Alternativ entscheiden Sie sich im Drop-down-Menü Send als für Email (Evolution) und tragen ins Feld Senden nach darunter die Mailadresse des Empfängers ein. Sofern Sie den Gnome-Mailclient noch nicht als Mailprogramm konfiguriert haben, startet der Evolution-Einrichtungsassistent und hilft Ihnen beim Anlegen eines neuen Mailkontos. Die zum Senden ausgewählten Daten packt Nautilus in diesem Szenario automatisch als Archiv; auch hier haben Sie die Wahl zwischen .zip, .tar.gz und .tar.bz2.

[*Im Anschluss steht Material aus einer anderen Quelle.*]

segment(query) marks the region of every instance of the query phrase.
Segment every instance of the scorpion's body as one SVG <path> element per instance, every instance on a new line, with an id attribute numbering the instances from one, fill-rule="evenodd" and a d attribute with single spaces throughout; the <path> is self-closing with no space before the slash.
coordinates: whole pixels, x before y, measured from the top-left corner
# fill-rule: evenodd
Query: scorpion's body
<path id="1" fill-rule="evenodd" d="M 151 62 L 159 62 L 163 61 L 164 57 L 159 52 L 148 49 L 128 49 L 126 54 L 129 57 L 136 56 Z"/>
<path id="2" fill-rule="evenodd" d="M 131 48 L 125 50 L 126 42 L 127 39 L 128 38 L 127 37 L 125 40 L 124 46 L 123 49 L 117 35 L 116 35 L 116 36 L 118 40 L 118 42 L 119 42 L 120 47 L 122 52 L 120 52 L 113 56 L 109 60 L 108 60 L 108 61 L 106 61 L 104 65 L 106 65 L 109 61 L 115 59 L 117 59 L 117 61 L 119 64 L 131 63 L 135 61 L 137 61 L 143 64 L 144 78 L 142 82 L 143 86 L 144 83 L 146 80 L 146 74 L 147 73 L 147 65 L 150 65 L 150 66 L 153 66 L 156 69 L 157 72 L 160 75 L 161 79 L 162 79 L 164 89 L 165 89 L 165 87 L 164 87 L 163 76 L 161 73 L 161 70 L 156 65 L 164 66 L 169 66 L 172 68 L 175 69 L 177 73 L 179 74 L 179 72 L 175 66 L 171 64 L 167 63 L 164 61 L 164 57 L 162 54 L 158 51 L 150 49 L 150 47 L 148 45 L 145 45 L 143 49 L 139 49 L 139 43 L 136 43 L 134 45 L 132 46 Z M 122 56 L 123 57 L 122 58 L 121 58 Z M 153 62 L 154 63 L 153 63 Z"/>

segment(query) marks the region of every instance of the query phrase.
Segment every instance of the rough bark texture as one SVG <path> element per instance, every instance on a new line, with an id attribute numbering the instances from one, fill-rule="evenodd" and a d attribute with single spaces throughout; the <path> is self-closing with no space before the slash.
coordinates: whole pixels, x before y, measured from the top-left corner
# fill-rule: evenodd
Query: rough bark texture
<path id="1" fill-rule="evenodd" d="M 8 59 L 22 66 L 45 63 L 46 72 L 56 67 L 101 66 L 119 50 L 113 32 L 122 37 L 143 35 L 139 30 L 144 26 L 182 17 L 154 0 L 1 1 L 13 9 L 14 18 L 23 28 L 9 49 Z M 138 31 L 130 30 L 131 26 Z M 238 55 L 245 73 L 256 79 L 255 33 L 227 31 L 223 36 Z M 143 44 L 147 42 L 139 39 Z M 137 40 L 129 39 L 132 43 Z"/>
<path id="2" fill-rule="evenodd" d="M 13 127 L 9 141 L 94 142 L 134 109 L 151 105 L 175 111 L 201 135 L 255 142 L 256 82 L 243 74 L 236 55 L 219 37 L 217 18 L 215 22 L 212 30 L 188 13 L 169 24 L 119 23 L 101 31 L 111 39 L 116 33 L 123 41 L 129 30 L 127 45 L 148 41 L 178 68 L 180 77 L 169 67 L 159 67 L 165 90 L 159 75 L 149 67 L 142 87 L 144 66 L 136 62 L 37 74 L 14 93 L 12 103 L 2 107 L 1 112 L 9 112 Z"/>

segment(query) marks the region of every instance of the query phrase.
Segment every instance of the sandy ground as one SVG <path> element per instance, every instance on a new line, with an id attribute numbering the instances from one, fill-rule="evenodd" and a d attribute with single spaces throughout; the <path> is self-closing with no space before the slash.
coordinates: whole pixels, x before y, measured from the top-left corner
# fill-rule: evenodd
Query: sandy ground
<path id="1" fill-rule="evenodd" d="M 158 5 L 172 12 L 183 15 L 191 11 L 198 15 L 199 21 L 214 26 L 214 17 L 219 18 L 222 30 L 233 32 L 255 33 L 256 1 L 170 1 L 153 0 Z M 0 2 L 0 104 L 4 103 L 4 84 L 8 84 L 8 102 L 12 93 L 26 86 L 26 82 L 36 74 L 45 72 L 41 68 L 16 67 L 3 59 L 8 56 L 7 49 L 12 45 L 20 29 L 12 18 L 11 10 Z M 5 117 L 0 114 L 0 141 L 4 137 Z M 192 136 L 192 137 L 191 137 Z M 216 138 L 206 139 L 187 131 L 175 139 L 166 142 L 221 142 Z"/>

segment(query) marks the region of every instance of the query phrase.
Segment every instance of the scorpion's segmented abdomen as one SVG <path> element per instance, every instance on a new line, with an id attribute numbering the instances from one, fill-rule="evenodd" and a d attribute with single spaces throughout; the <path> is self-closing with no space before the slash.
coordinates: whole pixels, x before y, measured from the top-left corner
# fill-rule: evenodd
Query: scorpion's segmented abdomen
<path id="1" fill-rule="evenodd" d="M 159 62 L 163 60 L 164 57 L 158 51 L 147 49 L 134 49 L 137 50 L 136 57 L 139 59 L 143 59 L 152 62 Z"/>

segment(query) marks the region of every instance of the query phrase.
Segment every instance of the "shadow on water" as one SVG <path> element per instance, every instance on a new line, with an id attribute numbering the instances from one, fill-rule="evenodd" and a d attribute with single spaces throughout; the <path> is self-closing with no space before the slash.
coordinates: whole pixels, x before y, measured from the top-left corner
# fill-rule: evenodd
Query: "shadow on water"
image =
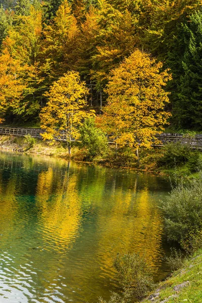
<path id="1" fill-rule="evenodd" d="M 1 152 L 1 303 L 108 299 L 123 249 L 164 278 L 159 201 L 170 189 L 149 174 Z"/>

Verwenden Sie den Instant Messenger Pidgin, können Sie im Drop-down-Menü Send als den Eintrag Instant Message (Pidgin) aussuchen. Voraussetzung dafür ist eine entsprechende Konfiguration des Chatclients (siehe Tipp ## und ##). Ist in diesem ein entsprechendes IM-Konto eingerichtet, können Sie anschließend über das Drop-down-Menü Senden nach einen Account aus der Buddy-Liste aussuchen. Auch in diesem Szenario verschicken Sie die Daten optional als Archiv (Abbildung 8).

Abbildung 8: Über die Nautilus-Erweiterung "sendto" verschicken Sie Dateien und Verzeichnisse an Pidgin-Buddies.